Padang – Tim Disaster Victim Identification (DVI) Polda Sumatera Barat terus bekerja keras mengidentifikasi korban bencana di sejumlah daerah. Hingga Jumat (28/11/2025) pagi, tim berhasil mengidentifikasi 20 dari 22 korban meninggal dunia akibat bencana yang terjadi sejak Senin (24/11/2025).
Kasubdiddokpol Polda Sumbar, dr. Eka Purnama Sari, dalam keterangan tertulisnya, Jumat (28/11/2025) pagi, mengatakan bahwa dari 20 korban yang teridentifikasi, 9 di antaranya adalah perempuan dan 11 laki-laki. “Dua jenazah masih belum teridentifikasi, yakni satu perempuan dewasa dan satu anak laki-laki,” ujarnya.
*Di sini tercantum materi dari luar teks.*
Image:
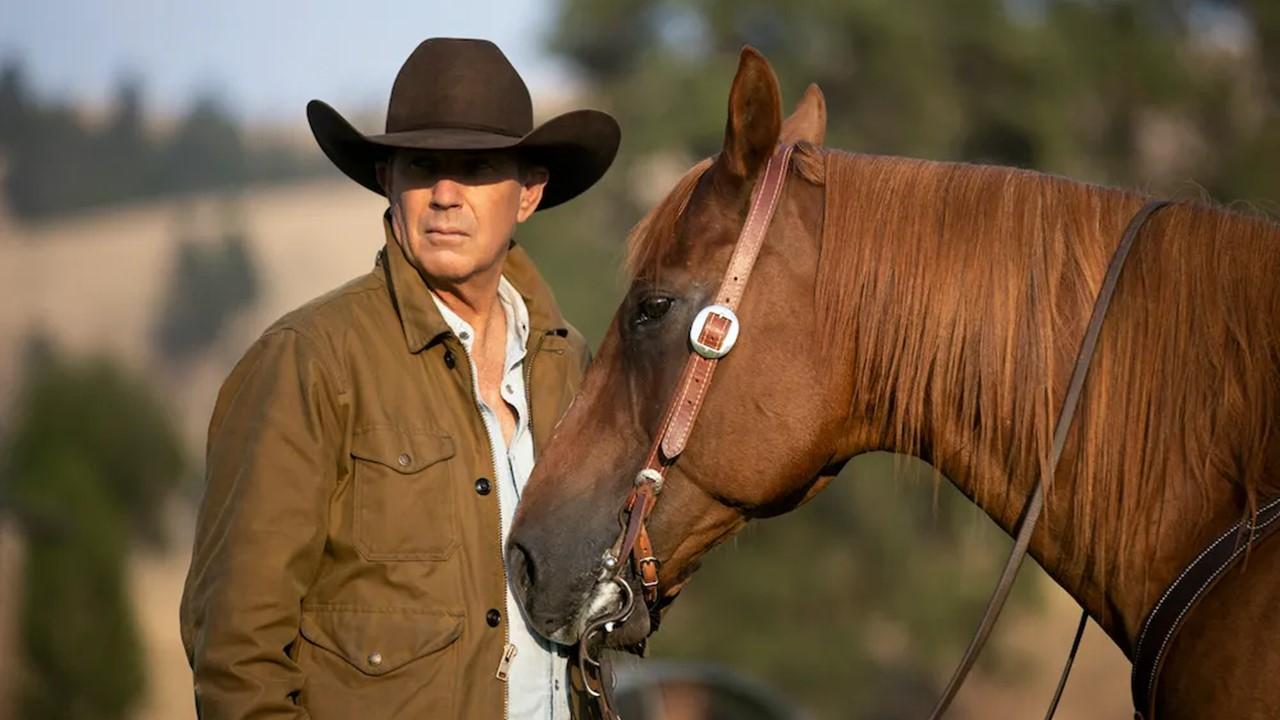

Selain itu, sebanyak lima orang korban masih menjalani perawatan medis.
Proses identifikasi dilakukan secara intensif di sejumlah posko, termasuk Polresta Padang, RS Bhayangkara Padang, RSUD dr. Rasidin Padang, serta posko di Polres Bukittinggi, Padang Pariaman, dan Pasaman Barat.
Di Posko DVI RS Bhayangkara Padang, enam dari delapan jenazah berhasil diidentifikasi melalui data primer berupa sidik jari. Mereka yang teridentifikasi ialah: Yerna Wilis (57), Selvi Marta Putri (20), Agung Purnomo (35), Reki Saputra (38), Robby Handaryo (41), dan Junimar (52).
Sementara itu, identifikasi melalui data sekunder (informasi keluarga) juga digunakan di beberapa lokasi. Di Polresta Padang, Najwa Putri Andira (2,5 bulan) dan Mardalena (65) berhasil diidentifikasi. Kemudian, di RSUD dr. Rasidin Padang, Roni Syaputra (42), Syamsul Kamaruddin (72), dan Aidil Putra (13) juga teridentifikasi. Polres Bukittinggi mencatat delapan korban tewas asal Jorong Toboh, Malalak Timur, Kabupaten Agam, seluruhnya teridentifikasi lewat data sekunder. Serta, Roki Hidayat (13), seorang pelajar, teridentifikasi di Pasaman Barat.
Saat ini, fokus utama tim SAR dan DVI adalah pencarian 10 orang yang masih dilaporkan hilang. Sembilan orang di antaranya berasal dari wilayah terdampak paling parah, yakni Jorong Toboh, Malalak Timur, Kabupaten Agam. Beberapa di antaranya adalah anak-anak. Satu korban hilang lainnya, Evi Yulia Susanti (52), dilaporkan di wilayah kerja DVI Padang Pariaman.
Tim DVI Polda Sumbar bersama Basarnas dan BPBD menyatakan komitmennya untuk menuntaskan proses identifikasi dan pencarian seluruh korban. “Kami terus berupaya maksimal untuk memberikan kepastian kepada pihak keluarga yang menanti kabar, baik terkait identitas korban meninggal maupun mereka yang masih hilang,” tegas dr. Eka Purnama Sari pada Jumat (28/11/2025).